In early September this year, Doc Willie got a call from Lito Banayo saying presidential aspirant Manila Mayor Isko Moreno wanted him in his Senate slate. He was not the first politician to ask Doc Willie to join his slate, but he would be the last.

“When I met Mayor Isko, I was brutally honest as always. I laid all my cards down, explaining why I was declining his kind offer. I don’t want a troubled life. I have done my part. I have sacrificed as much as I could. But Mayor Isko was persistent,” Doc Willie recalls. “He said that if I would join him, he would help me realize my dream of helping millions of people. I still politely declined.”

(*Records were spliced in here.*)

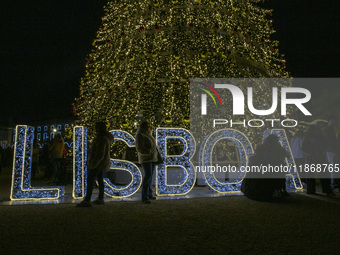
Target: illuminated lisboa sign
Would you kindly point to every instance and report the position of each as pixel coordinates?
(21, 180)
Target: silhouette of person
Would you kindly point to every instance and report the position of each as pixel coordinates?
(147, 157)
(98, 162)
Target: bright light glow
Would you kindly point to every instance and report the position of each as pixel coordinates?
(180, 161)
(22, 162)
(293, 178)
(205, 158)
(136, 176)
(79, 162)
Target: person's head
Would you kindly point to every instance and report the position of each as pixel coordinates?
(100, 127)
(298, 133)
(313, 130)
(332, 120)
(144, 125)
(271, 140)
(58, 137)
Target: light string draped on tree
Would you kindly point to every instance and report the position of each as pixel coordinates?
(146, 52)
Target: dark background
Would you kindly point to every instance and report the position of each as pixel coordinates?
(44, 45)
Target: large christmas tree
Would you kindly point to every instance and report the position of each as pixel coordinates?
(146, 52)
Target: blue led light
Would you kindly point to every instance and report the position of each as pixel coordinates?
(292, 179)
(181, 161)
(21, 180)
(79, 162)
(136, 176)
(205, 158)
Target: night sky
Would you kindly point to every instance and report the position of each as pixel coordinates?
(44, 44)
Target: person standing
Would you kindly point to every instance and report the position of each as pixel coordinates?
(332, 144)
(98, 162)
(35, 158)
(296, 147)
(314, 147)
(147, 157)
(56, 153)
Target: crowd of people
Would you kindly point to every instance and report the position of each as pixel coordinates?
(315, 146)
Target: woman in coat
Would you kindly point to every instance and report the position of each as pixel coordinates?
(147, 157)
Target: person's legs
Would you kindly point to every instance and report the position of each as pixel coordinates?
(310, 185)
(101, 184)
(147, 167)
(150, 185)
(90, 179)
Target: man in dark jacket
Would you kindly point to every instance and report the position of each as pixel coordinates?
(98, 162)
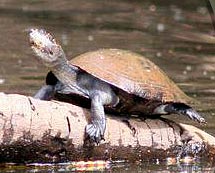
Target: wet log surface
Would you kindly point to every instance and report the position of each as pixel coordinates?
(51, 131)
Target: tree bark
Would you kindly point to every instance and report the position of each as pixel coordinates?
(52, 131)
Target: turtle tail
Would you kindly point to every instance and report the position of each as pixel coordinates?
(181, 109)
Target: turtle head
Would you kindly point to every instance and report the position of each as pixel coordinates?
(48, 51)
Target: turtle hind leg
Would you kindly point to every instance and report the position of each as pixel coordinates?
(181, 109)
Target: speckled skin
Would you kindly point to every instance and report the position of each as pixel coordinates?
(115, 80)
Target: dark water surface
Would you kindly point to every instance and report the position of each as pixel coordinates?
(176, 35)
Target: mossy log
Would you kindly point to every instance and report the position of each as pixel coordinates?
(52, 131)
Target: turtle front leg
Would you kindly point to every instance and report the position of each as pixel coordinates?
(46, 92)
(96, 129)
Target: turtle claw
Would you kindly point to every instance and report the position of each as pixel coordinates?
(95, 132)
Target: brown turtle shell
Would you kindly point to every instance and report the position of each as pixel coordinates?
(130, 72)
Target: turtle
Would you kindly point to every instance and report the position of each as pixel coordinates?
(111, 80)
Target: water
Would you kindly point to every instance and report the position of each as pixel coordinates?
(177, 36)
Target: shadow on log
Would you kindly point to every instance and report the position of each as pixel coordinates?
(51, 131)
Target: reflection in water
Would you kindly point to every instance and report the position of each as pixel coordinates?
(174, 36)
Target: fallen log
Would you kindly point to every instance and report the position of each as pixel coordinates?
(52, 131)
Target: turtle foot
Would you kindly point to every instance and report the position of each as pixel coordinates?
(95, 132)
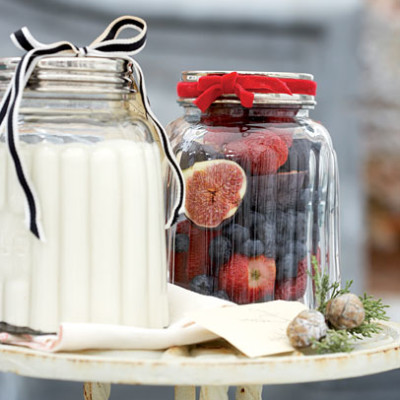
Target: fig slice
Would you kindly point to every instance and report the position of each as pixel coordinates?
(214, 191)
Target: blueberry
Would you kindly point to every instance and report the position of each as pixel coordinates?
(254, 221)
(301, 226)
(202, 284)
(237, 233)
(286, 267)
(219, 251)
(298, 157)
(221, 294)
(289, 188)
(266, 231)
(181, 243)
(285, 247)
(285, 225)
(252, 248)
(300, 250)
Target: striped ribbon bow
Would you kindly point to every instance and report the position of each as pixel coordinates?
(106, 45)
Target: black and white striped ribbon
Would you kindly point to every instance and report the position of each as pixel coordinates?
(106, 45)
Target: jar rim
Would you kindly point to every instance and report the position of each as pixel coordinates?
(70, 73)
(193, 76)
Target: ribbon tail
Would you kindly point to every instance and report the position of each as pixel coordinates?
(178, 207)
(207, 97)
(18, 83)
(246, 97)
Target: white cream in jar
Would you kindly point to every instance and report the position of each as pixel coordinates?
(104, 258)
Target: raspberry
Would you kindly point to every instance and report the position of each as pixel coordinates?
(247, 280)
(261, 153)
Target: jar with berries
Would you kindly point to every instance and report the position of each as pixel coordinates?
(261, 205)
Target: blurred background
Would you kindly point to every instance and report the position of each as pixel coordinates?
(353, 49)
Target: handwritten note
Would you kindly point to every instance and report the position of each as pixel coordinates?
(255, 329)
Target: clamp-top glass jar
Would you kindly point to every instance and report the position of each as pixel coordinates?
(92, 156)
(261, 188)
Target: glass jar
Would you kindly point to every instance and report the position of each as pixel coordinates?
(93, 159)
(261, 208)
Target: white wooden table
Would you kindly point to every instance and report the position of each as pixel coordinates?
(214, 366)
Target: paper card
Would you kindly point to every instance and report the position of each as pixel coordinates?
(254, 329)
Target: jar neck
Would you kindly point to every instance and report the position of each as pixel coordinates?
(220, 114)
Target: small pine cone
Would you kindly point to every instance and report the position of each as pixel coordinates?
(309, 324)
(345, 312)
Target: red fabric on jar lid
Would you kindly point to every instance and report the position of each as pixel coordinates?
(209, 87)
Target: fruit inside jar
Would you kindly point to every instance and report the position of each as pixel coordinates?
(261, 207)
(251, 222)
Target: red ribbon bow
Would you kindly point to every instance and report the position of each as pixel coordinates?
(210, 87)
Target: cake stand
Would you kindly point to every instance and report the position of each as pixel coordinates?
(214, 366)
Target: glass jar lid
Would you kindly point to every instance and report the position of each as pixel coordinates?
(71, 73)
(269, 88)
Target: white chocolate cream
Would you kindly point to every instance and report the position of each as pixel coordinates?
(104, 258)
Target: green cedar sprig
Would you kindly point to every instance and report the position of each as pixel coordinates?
(343, 340)
(335, 341)
(325, 291)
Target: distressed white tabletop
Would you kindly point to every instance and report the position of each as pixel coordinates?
(214, 363)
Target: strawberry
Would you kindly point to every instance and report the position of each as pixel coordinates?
(260, 152)
(247, 280)
(293, 289)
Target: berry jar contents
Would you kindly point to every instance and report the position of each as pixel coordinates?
(261, 207)
(93, 160)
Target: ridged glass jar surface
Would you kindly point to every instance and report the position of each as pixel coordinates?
(261, 202)
(94, 163)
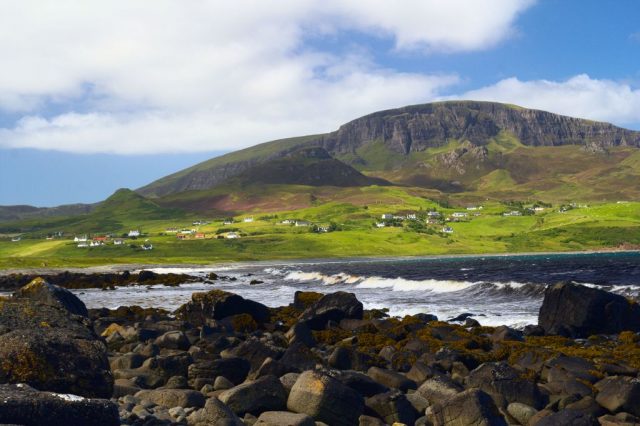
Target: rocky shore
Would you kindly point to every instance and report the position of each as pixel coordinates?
(224, 360)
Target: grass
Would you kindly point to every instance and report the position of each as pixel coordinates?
(353, 210)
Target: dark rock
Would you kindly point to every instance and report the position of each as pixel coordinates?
(23, 405)
(505, 385)
(173, 340)
(471, 407)
(392, 407)
(579, 311)
(218, 304)
(391, 379)
(214, 413)
(51, 349)
(41, 291)
(234, 369)
(332, 307)
(620, 394)
(253, 351)
(173, 397)
(264, 394)
(325, 399)
(568, 418)
(280, 418)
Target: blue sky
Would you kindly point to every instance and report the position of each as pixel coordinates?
(100, 95)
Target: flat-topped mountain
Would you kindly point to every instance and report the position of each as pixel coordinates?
(451, 146)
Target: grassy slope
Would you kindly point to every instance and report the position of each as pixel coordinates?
(601, 226)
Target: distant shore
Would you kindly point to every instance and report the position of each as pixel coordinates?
(121, 267)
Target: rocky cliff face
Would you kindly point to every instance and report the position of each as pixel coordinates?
(419, 127)
(416, 128)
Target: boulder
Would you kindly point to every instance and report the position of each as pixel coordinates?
(569, 417)
(392, 407)
(332, 307)
(41, 291)
(234, 369)
(22, 405)
(173, 397)
(51, 349)
(218, 304)
(281, 418)
(578, 311)
(325, 399)
(471, 407)
(264, 394)
(214, 413)
(620, 393)
(391, 379)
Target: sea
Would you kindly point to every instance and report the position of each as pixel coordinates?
(496, 290)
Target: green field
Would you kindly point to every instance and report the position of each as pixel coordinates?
(352, 213)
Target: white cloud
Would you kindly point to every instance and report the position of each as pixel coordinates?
(579, 96)
(208, 75)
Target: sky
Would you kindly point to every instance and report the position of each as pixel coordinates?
(98, 95)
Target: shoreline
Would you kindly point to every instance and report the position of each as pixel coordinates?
(121, 267)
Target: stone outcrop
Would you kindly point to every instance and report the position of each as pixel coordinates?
(579, 311)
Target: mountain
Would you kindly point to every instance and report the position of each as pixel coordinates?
(456, 146)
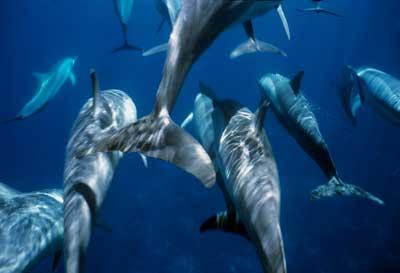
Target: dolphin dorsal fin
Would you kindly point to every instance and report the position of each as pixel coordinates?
(260, 114)
(295, 83)
(95, 89)
(227, 221)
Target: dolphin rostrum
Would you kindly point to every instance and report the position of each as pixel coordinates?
(293, 111)
(376, 88)
(31, 228)
(87, 179)
(198, 25)
(123, 10)
(49, 85)
(317, 9)
(246, 173)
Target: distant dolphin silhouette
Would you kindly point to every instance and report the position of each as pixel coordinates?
(317, 9)
(87, 179)
(123, 10)
(49, 85)
(376, 88)
(247, 175)
(31, 227)
(293, 111)
(198, 25)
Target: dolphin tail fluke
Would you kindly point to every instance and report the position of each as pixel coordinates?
(159, 137)
(336, 187)
(156, 50)
(253, 46)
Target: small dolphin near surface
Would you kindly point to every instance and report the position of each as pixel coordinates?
(293, 111)
(198, 25)
(376, 88)
(123, 10)
(49, 85)
(87, 179)
(31, 228)
(317, 9)
(246, 173)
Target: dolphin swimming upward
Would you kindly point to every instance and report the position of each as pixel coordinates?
(293, 111)
(198, 24)
(123, 10)
(49, 85)
(317, 9)
(31, 228)
(247, 175)
(87, 179)
(373, 87)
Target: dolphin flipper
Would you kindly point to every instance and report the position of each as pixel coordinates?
(159, 137)
(336, 187)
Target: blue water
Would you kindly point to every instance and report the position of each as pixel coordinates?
(155, 213)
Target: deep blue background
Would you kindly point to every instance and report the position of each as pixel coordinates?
(155, 213)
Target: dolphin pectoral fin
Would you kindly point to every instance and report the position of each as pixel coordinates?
(254, 46)
(187, 120)
(285, 23)
(56, 260)
(144, 159)
(155, 50)
(336, 187)
(159, 137)
(72, 78)
(226, 221)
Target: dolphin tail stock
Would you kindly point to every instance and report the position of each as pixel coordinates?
(159, 137)
(336, 187)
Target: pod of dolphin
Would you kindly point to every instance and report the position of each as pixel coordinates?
(232, 149)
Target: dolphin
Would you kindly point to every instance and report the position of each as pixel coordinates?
(293, 111)
(376, 88)
(317, 9)
(256, 8)
(246, 173)
(31, 228)
(198, 25)
(87, 179)
(123, 10)
(49, 85)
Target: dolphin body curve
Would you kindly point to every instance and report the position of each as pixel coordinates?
(294, 112)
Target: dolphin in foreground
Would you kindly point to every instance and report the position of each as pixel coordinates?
(248, 12)
(31, 228)
(87, 179)
(49, 85)
(123, 10)
(198, 25)
(376, 88)
(317, 9)
(247, 175)
(293, 111)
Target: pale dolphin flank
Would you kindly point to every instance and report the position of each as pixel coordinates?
(123, 10)
(294, 112)
(31, 228)
(247, 175)
(49, 85)
(317, 9)
(376, 88)
(87, 179)
(198, 24)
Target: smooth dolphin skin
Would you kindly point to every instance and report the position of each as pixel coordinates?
(317, 9)
(49, 85)
(376, 88)
(294, 112)
(247, 175)
(31, 228)
(87, 179)
(198, 24)
(123, 10)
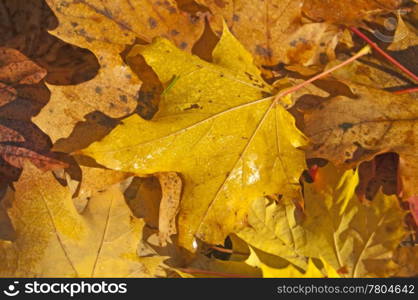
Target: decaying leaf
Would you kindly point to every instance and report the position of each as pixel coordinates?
(347, 12)
(217, 126)
(171, 187)
(273, 30)
(52, 239)
(407, 259)
(355, 239)
(273, 228)
(20, 140)
(357, 129)
(311, 271)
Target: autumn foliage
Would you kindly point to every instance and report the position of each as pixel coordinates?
(208, 138)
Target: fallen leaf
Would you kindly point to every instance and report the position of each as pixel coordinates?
(273, 228)
(272, 30)
(89, 185)
(53, 240)
(347, 12)
(405, 36)
(311, 270)
(24, 27)
(217, 125)
(20, 140)
(347, 234)
(407, 259)
(357, 129)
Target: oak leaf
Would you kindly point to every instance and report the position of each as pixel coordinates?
(357, 129)
(217, 125)
(355, 239)
(311, 270)
(274, 228)
(53, 240)
(272, 30)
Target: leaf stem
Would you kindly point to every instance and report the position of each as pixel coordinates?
(361, 53)
(383, 53)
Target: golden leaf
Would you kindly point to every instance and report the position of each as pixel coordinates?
(53, 240)
(105, 28)
(356, 129)
(356, 239)
(218, 126)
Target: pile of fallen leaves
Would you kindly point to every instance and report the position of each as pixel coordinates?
(208, 138)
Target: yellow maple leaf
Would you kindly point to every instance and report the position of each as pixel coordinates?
(355, 239)
(53, 240)
(218, 125)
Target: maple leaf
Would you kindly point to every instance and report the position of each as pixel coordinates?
(355, 239)
(352, 12)
(272, 30)
(20, 140)
(357, 129)
(273, 228)
(218, 126)
(25, 25)
(311, 270)
(405, 36)
(52, 239)
(105, 28)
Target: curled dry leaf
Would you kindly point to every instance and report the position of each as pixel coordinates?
(19, 140)
(355, 239)
(273, 31)
(273, 228)
(347, 12)
(16, 69)
(217, 125)
(290, 271)
(52, 239)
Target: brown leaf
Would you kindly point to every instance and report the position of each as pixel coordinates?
(105, 28)
(346, 12)
(25, 25)
(273, 30)
(16, 69)
(171, 187)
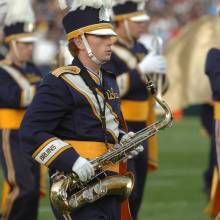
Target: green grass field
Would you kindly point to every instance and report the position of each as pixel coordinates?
(174, 192)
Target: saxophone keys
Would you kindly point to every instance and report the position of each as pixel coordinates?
(100, 189)
(88, 195)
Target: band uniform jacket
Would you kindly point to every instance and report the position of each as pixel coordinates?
(212, 69)
(64, 120)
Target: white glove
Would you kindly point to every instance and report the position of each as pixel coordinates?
(153, 63)
(125, 139)
(84, 169)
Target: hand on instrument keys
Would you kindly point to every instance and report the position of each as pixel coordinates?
(84, 169)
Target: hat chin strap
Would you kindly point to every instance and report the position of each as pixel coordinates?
(89, 51)
(15, 49)
(128, 31)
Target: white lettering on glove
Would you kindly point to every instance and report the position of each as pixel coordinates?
(84, 169)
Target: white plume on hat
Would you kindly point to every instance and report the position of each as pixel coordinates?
(3, 10)
(19, 11)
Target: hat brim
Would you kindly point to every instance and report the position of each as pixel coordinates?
(30, 39)
(103, 32)
(140, 18)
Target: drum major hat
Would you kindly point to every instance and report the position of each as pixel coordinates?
(88, 17)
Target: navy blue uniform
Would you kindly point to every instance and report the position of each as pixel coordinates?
(64, 122)
(135, 108)
(17, 88)
(212, 69)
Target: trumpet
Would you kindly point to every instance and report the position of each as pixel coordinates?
(69, 193)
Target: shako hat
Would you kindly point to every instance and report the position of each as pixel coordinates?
(88, 16)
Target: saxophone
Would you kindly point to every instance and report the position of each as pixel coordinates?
(69, 193)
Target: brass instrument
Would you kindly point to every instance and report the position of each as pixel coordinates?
(68, 192)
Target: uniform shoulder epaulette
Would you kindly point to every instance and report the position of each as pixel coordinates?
(66, 69)
(5, 62)
(108, 73)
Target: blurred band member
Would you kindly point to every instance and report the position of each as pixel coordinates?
(18, 81)
(131, 61)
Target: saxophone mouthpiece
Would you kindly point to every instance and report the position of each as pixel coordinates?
(150, 85)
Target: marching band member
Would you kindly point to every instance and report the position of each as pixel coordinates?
(212, 69)
(131, 61)
(75, 115)
(18, 82)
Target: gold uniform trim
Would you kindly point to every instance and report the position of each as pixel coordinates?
(128, 15)
(17, 36)
(92, 150)
(87, 29)
(66, 69)
(217, 110)
(11, 118)
(10, 172)
(135, 110)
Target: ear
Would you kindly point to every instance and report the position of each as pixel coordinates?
(78, 42)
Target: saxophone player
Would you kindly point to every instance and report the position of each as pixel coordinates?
(132, 61)
(75, 115)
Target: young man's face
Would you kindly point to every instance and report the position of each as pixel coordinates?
(137, 28)
(24, 50)
(101, 46)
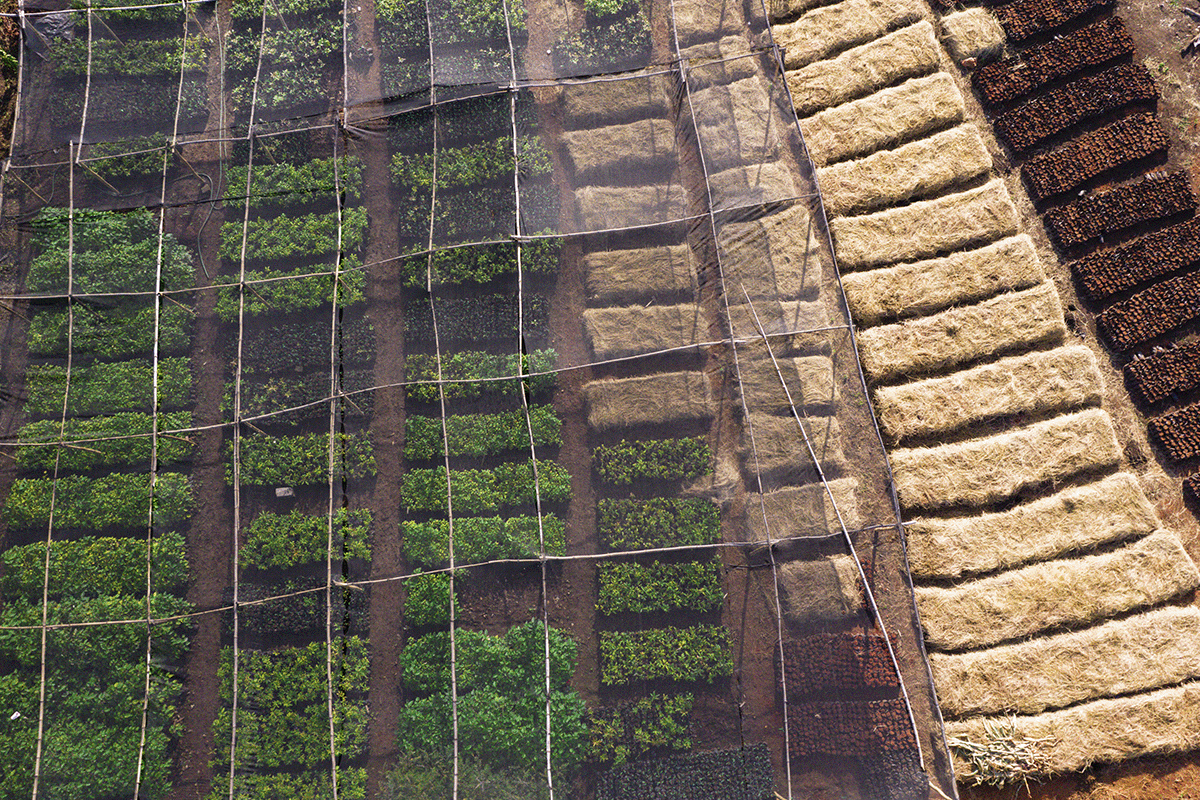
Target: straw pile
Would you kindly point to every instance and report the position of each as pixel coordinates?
(925, 228)
(635, 330)
(1018, 319)
(777, 256)
(664, 397)
(610, 101)
(809, 382)
(987, 470)
(827, 590)
(1163, 721)
(972, 34)
(859, 71)
(605, 208)
(823, 31)
(923, 288)
(883, 119)
(617, 148)
(619, 274)
(1071, 591)
(1073, 519)
(778, 445)
(1145, 651)
(1047, 380)
(916, 169)
(803, 511)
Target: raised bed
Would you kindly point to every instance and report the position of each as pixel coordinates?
(1087, 47)
(1179, 432)
(1121, 208)
(1165, 373)
(1057, 110)
(1116, 144)
(1161, 308)
(1023, 19)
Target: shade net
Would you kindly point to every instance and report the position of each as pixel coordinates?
(436, 400)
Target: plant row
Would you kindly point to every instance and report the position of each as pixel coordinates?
(738, 774)
(480, 263)
(1179, 432)
(129, 443)
(688, 654)
(1164, 374)
(111, 330)
(306, 235)
(1093, 44)
(480, 491)
(630, 731)
(118, 500)
(1125, 206)
(1116, 144)
(1108, 271)
(301, 459)
(490, 317)
(862, 728)
(1060, 109)
(274, 292)
(1152, 312)
(657, 459)
(1025, 18)
(106, 388)
(131, 56)
(480, 434)
(288, 540)
(483, 539)
(657, 522)
(838, 661)
(472, 373)
(93, 566)
(108, 252)
(659, 587)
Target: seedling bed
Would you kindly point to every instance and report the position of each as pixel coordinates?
(1101, 214)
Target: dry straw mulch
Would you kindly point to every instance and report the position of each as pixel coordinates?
(1145, 651)
(981, 471)
(1061, 379)
(922, 288)
(912, 170)
(1069, 591)
(883, 119)
(957, 336)
(1074, 519)
(862, 70)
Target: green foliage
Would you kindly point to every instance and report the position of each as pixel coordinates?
(107, 388)
(119, 331)
(287, 540)
(658, 522)
(659, 587)
(473, 373)
(94, 566)
(301, 459)
(429, 599)
(690, 654)
(91, 455)
(113, 252)
(631, 731)
(480, 434)
(112, 500)
(477, 491)
(657, 459)
(277, 292)
(480, 263)
(481, 539)
(502, 702)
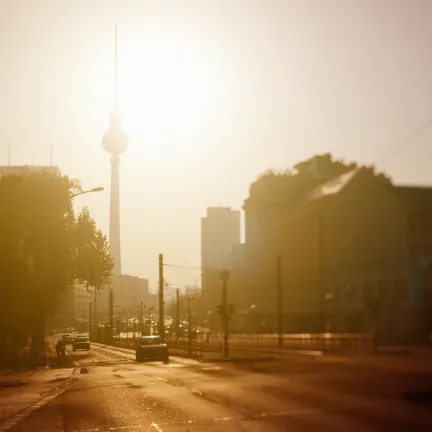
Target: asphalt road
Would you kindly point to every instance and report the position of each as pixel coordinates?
(302, 394)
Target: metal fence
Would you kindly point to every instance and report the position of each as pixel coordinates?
(322, 342)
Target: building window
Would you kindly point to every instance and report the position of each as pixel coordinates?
(368, 289)
(401, 291)
(352, 293)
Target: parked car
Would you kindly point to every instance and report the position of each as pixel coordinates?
(151, 348)
(81, 343)
(67, 339)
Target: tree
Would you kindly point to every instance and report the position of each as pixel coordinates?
(40, 248)
(93, 261)
(333, 168)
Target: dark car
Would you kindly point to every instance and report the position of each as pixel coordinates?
(67, 339)
(151, 348)
(81, 342)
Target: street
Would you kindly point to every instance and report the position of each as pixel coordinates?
(108, 391)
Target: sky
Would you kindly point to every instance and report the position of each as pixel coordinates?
(212, 93)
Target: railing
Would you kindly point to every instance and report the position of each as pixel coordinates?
(322, 342)
(328, 342)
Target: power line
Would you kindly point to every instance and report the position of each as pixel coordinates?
(406, 141)
(132, 297)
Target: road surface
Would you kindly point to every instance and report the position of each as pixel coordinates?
(109, 391)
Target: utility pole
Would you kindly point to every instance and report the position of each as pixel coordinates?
(94, 307)
(90, 323)
(280, 301)
(178, 312)
(111, 312)
(150, 309)
(161, 300)
(189, 326)
(127, 324)
(224, 276)
(142, 318)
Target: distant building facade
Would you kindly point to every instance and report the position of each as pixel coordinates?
(128, 292)
(342, 242)
(220, 231)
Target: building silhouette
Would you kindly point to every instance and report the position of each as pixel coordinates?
(220, 232)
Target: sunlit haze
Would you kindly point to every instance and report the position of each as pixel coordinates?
(211, 94)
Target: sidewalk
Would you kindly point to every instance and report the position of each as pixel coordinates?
(23, 389)
(398, 359)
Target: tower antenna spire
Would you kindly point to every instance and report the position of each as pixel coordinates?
(115, 71)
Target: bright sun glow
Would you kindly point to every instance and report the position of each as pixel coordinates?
(164, 88)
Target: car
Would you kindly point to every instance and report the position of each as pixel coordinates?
(151, 348)
(81, 343)
(67, 339)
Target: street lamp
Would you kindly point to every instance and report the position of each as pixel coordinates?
(189, 326)
(98, 189)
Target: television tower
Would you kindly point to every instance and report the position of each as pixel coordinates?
(115, 142)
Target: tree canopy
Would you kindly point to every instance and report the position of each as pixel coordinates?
(44, 246)
(333, 168)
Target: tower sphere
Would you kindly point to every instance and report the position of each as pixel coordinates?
(115, 140)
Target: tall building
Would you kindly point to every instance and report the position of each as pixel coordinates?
(115, 143)
(220, 231)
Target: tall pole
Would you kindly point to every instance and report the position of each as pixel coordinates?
(189, 326)
(94, 308)
(111, 312)
(127, 324)
(161, 300)
(142, 318)
(90, 323)
(279, 301)
(178, 312)
(149, 320)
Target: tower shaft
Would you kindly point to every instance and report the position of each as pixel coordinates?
(114, 238)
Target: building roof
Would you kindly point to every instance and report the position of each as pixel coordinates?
(333, 186)
(21, 169)
(414, 198)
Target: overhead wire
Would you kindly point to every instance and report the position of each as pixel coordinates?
(405, 142)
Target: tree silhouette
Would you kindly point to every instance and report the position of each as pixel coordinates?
(40, 249)
(334, 168)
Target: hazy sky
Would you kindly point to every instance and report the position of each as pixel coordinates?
(212, 93)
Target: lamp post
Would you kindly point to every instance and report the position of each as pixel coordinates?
(189, 326)
(98, 189)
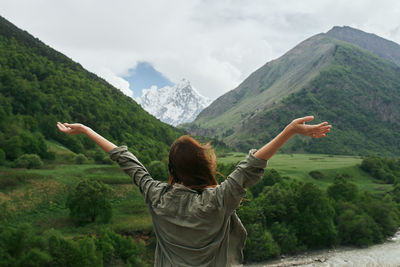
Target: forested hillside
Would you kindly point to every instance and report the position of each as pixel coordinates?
(355, 90)
(40, 86)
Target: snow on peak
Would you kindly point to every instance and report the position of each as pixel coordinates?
(173, 105)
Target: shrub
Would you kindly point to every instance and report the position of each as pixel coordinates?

A few days later, Lito Banayo called Doc Willie again. The Manila mayor had changed his mind. He no longer wanted Doc Willie on his Senate slate.

“Mayor Isko now wanted me to be his vice president!” continues Doc Willie, who could not give “Yorme” a definite answer yet because he was troubled by the sudden deterioration of his mother Juanita Ong’s health.

On the day Doc Willie’s mother died, he received another call from Lito Banayo. It was a turning point for the good doctor.

“I might not have been able to save my mother’s life, but I could still save many other lives,” he thought to himself. So he said “yes.”

“But I will do it my way. I will not bash anyone. I will not follow any script. I am ready to sacrifice. ‘Use me as you will…’ And this is where I broke down crying.”

He then told Lito resolutely, “Our country needs hope and healing. Millions of lives are waiting. Let’s do this.”

What made Doc Willie trust Yorme? “He was the one who gave me the green light to help manage our country’s health problems.”

Last Oct. 4, Yorme and Doc Willie filed their candidacies for president and vice president, respectively, under the Aksyon Demokratiko party.

If elected, Doc Willie will remain as he has always been. “I promise to be honest, hardworking and incorruptible.”

“I believe my parents are watching over me. They, coupled with my guardian angels, are telling me to go on this road. Because in the end, I will fulfill my life’s mission, which is to help save the lives of millions of people.”